Our framers had slaves, too.
The nuts and bolts of "honor" are the same, it's just more inclusive, yes?
I don't really want to get into this argument, but for someone to take someone else as a slave simply on the belief that they are inferior, or animals, isn't honourable any way you look at it. (The same is also true for many other civilizations as well, like ancient Rome and Greece.)
How they could do that to anyone else, to a thinking and talking individual, will always baffle me.
The fact that they could do it, makes me think that cheese's version of that particular display of courage is more accurate. That it would be the kind of courage that comes from not thinking things through, or the kind of honour that comes from being mule-headed rather than enlightened. Willing themselves not to see what they didn't want to.
Honour without compassion is pretty hollow.
This is just an opinion mind you, and not in any way to be concieved as an attack on yourself.
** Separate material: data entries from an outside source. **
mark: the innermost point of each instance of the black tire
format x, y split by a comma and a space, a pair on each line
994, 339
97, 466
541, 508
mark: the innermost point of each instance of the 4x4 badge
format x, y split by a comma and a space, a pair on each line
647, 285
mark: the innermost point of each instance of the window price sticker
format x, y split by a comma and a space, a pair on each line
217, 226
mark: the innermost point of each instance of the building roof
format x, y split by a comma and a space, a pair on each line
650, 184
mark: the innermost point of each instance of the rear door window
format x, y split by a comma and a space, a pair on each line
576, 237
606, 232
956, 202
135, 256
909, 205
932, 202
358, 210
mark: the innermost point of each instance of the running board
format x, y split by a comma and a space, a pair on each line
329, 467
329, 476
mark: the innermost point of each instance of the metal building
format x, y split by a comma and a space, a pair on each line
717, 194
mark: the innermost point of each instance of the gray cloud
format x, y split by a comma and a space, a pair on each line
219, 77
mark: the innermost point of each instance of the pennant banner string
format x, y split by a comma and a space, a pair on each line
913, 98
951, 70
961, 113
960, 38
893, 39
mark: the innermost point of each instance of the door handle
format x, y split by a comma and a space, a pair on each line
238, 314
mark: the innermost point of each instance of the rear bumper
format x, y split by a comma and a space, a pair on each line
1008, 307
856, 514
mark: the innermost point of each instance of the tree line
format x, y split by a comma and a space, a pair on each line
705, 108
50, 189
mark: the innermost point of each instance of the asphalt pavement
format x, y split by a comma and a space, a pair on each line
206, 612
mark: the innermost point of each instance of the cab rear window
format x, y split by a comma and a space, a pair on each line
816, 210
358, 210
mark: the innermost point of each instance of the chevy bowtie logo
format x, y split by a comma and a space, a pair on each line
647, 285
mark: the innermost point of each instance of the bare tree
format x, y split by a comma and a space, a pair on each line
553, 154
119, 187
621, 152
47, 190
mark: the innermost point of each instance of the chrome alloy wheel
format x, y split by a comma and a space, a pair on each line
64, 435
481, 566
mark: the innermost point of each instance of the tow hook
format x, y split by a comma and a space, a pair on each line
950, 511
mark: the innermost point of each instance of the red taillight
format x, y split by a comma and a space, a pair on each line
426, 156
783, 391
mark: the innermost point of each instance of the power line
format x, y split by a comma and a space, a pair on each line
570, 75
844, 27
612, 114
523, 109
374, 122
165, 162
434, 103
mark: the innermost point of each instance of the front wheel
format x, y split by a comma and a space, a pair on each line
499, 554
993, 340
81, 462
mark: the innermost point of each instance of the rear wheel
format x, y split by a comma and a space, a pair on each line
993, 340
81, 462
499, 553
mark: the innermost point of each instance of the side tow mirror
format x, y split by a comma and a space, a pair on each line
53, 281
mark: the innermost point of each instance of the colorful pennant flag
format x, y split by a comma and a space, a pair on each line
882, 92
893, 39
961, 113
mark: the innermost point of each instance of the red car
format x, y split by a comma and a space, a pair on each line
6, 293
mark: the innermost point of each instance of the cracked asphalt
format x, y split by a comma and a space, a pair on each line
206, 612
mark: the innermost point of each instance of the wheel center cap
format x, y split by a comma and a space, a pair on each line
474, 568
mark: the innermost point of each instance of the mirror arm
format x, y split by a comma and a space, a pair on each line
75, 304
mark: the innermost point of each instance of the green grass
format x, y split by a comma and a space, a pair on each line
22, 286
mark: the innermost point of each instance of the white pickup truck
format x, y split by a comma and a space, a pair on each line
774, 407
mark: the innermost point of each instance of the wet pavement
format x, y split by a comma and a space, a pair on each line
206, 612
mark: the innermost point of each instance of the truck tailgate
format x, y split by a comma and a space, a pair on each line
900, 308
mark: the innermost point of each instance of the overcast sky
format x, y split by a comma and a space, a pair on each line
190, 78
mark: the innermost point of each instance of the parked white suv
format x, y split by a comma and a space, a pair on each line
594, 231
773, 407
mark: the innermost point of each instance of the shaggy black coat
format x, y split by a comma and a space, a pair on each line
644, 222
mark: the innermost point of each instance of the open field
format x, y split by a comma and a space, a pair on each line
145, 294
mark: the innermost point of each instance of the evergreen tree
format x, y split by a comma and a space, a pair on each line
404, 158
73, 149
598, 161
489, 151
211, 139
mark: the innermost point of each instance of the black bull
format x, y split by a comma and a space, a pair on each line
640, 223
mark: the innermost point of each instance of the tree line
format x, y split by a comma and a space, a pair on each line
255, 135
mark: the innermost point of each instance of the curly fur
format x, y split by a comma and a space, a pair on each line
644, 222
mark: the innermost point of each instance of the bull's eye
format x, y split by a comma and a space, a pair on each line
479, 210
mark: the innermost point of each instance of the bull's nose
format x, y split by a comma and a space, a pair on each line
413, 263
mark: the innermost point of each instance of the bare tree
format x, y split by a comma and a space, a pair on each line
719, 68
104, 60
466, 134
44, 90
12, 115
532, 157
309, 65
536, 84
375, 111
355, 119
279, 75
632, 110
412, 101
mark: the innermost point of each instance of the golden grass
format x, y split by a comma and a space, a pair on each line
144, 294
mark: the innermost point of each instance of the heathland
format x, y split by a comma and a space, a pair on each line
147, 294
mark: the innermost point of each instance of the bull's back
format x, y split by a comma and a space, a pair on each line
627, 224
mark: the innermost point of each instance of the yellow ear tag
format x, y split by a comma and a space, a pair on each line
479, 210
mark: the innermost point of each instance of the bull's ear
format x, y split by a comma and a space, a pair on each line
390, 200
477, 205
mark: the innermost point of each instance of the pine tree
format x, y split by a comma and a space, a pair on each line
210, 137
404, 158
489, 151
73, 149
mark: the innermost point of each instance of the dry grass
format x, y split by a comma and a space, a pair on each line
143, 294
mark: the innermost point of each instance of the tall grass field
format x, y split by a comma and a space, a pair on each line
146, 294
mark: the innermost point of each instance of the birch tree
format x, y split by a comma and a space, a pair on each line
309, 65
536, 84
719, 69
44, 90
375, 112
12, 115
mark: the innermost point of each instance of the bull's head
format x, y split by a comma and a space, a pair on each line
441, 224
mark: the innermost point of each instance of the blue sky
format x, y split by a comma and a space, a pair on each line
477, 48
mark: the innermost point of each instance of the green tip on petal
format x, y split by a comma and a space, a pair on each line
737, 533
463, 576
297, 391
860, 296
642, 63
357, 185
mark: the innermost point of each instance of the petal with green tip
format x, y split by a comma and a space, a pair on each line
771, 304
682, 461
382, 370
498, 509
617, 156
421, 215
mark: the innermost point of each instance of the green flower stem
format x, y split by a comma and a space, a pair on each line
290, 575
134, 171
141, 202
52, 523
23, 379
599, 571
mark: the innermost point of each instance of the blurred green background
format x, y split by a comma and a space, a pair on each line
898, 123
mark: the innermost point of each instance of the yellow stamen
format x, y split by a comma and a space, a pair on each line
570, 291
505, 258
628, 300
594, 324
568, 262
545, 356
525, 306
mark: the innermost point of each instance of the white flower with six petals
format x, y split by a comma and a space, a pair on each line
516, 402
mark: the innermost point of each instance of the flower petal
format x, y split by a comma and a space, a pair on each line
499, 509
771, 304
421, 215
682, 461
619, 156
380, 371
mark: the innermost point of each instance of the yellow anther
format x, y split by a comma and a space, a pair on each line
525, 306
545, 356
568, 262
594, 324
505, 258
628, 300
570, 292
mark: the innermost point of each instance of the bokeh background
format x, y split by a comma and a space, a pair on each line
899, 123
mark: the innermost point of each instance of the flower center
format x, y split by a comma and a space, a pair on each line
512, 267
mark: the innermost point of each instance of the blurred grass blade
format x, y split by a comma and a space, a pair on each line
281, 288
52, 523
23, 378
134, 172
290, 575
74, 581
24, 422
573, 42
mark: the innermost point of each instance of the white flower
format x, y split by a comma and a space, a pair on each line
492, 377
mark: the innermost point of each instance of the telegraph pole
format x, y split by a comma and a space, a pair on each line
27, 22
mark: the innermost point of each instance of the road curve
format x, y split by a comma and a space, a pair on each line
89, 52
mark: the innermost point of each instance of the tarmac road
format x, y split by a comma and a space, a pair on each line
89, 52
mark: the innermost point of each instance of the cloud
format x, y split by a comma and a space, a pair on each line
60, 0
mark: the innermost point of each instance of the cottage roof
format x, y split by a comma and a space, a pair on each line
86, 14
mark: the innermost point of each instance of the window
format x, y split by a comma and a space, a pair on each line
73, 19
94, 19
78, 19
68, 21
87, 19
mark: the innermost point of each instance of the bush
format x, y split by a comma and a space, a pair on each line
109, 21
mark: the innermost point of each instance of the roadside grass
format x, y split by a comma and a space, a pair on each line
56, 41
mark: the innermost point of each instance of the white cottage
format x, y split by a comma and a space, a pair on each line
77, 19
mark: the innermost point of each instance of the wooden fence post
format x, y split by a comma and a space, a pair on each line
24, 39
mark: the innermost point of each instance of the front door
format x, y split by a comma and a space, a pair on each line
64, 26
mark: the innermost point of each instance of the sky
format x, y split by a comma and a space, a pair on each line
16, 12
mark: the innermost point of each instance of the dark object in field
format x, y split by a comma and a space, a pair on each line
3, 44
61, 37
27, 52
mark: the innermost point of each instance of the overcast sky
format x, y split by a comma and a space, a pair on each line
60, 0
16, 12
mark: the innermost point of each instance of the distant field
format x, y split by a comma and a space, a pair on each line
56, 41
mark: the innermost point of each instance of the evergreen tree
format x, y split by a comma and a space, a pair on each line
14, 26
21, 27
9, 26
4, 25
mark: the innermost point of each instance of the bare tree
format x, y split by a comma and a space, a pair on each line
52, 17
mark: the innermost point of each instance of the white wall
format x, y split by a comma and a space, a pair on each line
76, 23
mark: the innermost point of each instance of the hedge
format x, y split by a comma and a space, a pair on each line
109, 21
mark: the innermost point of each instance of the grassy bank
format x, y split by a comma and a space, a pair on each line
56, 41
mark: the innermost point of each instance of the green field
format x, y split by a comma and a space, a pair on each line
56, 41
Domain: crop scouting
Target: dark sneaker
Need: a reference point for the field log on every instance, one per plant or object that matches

I understand your point perfectly, SnnY, but if I might persuade you to think of historical mores in toto, you would, I think, have to conclude that many attitudes/beliefs which existed previously would be considered outrageous by current standards; for example, the outdated belief that Christians are, to this very day, looking to launch a new crusade in order to persecute minority religions or "pagans".Quote:
Originally Posted by SnnY
Odd, isn't it, that many make excuses for jihad, which is not much more than a crusade?
This is not to even sniff around the edges of excusing the horror of slavery, but think, in more modern terms, of the Holocaust, etc.
It would be difficult to argue that slavery is worse than "purification", don't you think?
Yet "purification" is, even today, more abided and prevalent than slavery.
All of the building blocks civilization is built upon have cracks in them.
Modern society is built on misery, this is probably true for every society in the world.
I'm not arguing with anything of what you just said.
But that doesn't make that man more honourable from my point of view.
Any idiot can have "honour" in the context of his own society, but the truly great people in history have broken free of whatever warped framework surrounded their society.
Those I truly admire, and would deem honourable, are those who have shown compassion when they didn't have to, those who have fought such as the laws that allowed for slavery, and those who have refused to follow insane religious strictures.
Refusing to give in to someone with an advantage and thus avoiding to break your word doesn't qualify as honourable in itself, I feel. Or rather, it's not honourable enough to be upheld as evidence of how much greater people once were. I think there are plenty of people in the world who'd rather die than break their word, but I'm not sure that's a good thing.
I wonder how Kamikaze pilots are viewed by the members of the board?
They were prepared to die for what they believed in. It may be argued that this was because they were brainwashed however isn't everyone to the level of the culture they exist in?
I guess this may be a case of it depending on whic side of the fence it is viewed from, but it would be interesting to find out.
Sad then, that we had no choice but to build on, and be informed by, what came before.Quote:
Originally Posted by SnnY
Would you mention an example or two of historical figures whose sense of honor you find notable?
Oscar Schindler, Raoul Wallenberg, many of the members of the Emancipation movement. And so forth.
They did the right thing, as far as I know.
Whether there was honour or not in that man, doesn't affect what your country is today, a nation should be measured by the people who live in it, not those who lived in it a century or more ago.
Good choices, and quite rightfully.Quote:
Originally Posted by SnnY
My point is only that the idea of honor did not hatch fully formed; if we had no construct (however flawed) from which to work, we'd still be flailing about for even the word.